Intervention de Stéphane Travert

Séance en hémicycle du 8 mars 2016 à 15h00
Liberté indépendance et pluralisme des médias — Discussion générale

Photo issue du site de l'Assemblée nationale ou de WikipediaStéphane Travert :

Madame la ministre, monsieur le président de la commission et rapporteur, mes chers collègues, le bon fonctionnement de notre démocratie exige des médias libres, indépendants et pluralistes, bénéficiant de la liberté d’informer et d’exprimer des opinions. L’indépendance des médias contribue dans une large mesure à la protection des droits de l’homme et des citoyens. Ainsi, tous ici, nous considérons que garantir l’indépendance des médias, c’est faire vivre et donner tout son sens à la promesse républicaine.

Les médias sont les vecteurs de l’information, y compris les réseaux sociaux qui, eux, ne proposent pas un travail journalistique de recueil, de sélection de l’information ou de vérification des sources. Il faut donc protéger l’information et, par là même, ceux qui la fabriquent : les journalistes. Des mécanismes d’autorégulation au sein des médias aident à promouvoir et à développer des normes professionnelles.

L’école de la République doit aussi porter les gènes de l’indépendance et du pluralisme de l’information. Ainsi, chaque année, les enseignants organisent des « classes presse » ou participent à la semaine des médias et de la presse à la fin du mois de mars. Cette activité d’éducation civique aide les élèves de chaque niveau à comprendre le système médiatique, à former leur jugement critique, à développer leur goût pour l’actualité et à forger leur identité de citoyen.

Aujourd’hui, la question est de savoir où en est l’indépendance de la presse dans notre pays.
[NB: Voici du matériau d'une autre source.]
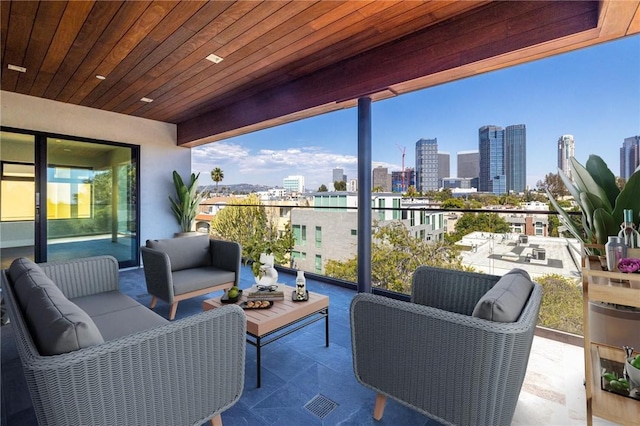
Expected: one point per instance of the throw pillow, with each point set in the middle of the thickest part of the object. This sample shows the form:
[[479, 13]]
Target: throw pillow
[[505, 300], [58, 325]]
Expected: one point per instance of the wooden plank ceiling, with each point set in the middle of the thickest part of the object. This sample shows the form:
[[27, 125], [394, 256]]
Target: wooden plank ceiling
[[282, 60]]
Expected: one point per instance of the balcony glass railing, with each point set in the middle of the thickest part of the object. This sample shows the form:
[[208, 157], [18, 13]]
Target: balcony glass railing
[[326, 244]]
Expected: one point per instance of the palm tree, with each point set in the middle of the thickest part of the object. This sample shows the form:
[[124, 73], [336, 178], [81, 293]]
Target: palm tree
[[217, 175]]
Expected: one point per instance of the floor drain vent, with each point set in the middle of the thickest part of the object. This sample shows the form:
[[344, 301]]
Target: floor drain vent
[[321, 406]]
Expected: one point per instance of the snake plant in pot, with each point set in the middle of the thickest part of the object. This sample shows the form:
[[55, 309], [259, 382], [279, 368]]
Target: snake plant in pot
[[602, 205], [186, 202], [601, 202]]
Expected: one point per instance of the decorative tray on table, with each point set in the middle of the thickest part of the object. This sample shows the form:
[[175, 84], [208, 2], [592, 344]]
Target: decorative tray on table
[[294, 296], [226, 299], [257, 304]]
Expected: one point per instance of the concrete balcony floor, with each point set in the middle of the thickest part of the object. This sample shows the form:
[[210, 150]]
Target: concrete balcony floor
[[298, 368]]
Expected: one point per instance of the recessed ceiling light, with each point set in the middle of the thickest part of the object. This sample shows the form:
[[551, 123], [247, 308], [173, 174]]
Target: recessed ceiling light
[[16, 68], [214, 58]]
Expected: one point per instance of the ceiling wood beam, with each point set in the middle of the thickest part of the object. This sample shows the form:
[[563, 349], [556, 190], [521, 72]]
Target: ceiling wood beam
[[483, 33]]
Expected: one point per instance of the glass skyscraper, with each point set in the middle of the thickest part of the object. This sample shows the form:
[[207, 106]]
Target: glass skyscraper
[[427, 165], [629, 156], [566, 148], [468, 164], [515, 157], [492, 172]]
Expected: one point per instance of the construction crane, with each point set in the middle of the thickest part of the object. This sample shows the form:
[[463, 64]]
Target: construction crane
[[402, 150]]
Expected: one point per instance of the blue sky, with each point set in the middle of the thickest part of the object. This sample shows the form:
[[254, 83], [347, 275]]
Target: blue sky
[[592, 93]]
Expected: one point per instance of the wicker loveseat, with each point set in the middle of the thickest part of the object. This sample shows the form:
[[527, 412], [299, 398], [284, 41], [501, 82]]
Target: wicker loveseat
[[458, 352], [93, 356], [181, 268]]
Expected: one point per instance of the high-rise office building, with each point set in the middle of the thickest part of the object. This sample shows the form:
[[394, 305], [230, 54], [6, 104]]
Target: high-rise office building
[[339, 176], [468, 164], [400, 184], [427, 165], [515, 157], [491, 147], [444, 167], [293, 183], [566, 150], [381, 179], [629, 156]]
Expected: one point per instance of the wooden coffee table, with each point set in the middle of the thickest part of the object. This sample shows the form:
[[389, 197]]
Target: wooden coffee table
[[283, 318]]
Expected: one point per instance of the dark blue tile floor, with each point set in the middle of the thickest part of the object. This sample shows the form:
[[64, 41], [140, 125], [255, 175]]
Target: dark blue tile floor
[[295, 369]]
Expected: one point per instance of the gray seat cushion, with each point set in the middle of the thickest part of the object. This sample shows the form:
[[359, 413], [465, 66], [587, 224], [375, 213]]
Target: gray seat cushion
[[199, 278], [24, 274], [117, 315], [57, 325], [505, 300], [184, 252]]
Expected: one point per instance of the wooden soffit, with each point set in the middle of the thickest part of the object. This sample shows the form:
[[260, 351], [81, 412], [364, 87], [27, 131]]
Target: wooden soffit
[[490, 37], [282, 60]]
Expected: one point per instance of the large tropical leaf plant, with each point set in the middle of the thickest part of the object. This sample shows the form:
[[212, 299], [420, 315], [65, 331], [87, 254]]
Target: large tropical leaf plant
[[600, 200], [185, 205]]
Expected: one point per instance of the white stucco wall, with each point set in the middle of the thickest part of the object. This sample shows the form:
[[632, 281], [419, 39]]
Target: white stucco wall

Pourquoi est-ce un enjeu démocratique ? Comment concilier les conflits d’intérêts qui peuvent survenir, dès lors que votre groupe de presse ou groupe audiovisuel appartient à une structure capitalistique qui gère d’autres intérêts, investissements ou infrastructures sur le territoire ? Les tendances à la concentration auxquelles nous assistons depuis plus de deux ans, la censure ou la sélection de l’information questionnent le pluralisme et l’indépendance.

De tels événements doivent nous conduire à légiférer. C’est pourquoi le texte proposé et porté par Patrick Bloche fixe un cadre législatif clair et précis pour la liberté, l’indépendance et le pluralisme des médias. Il est le fruit d’un travail approfondi et fécond mené par notre commission la semaine dernière.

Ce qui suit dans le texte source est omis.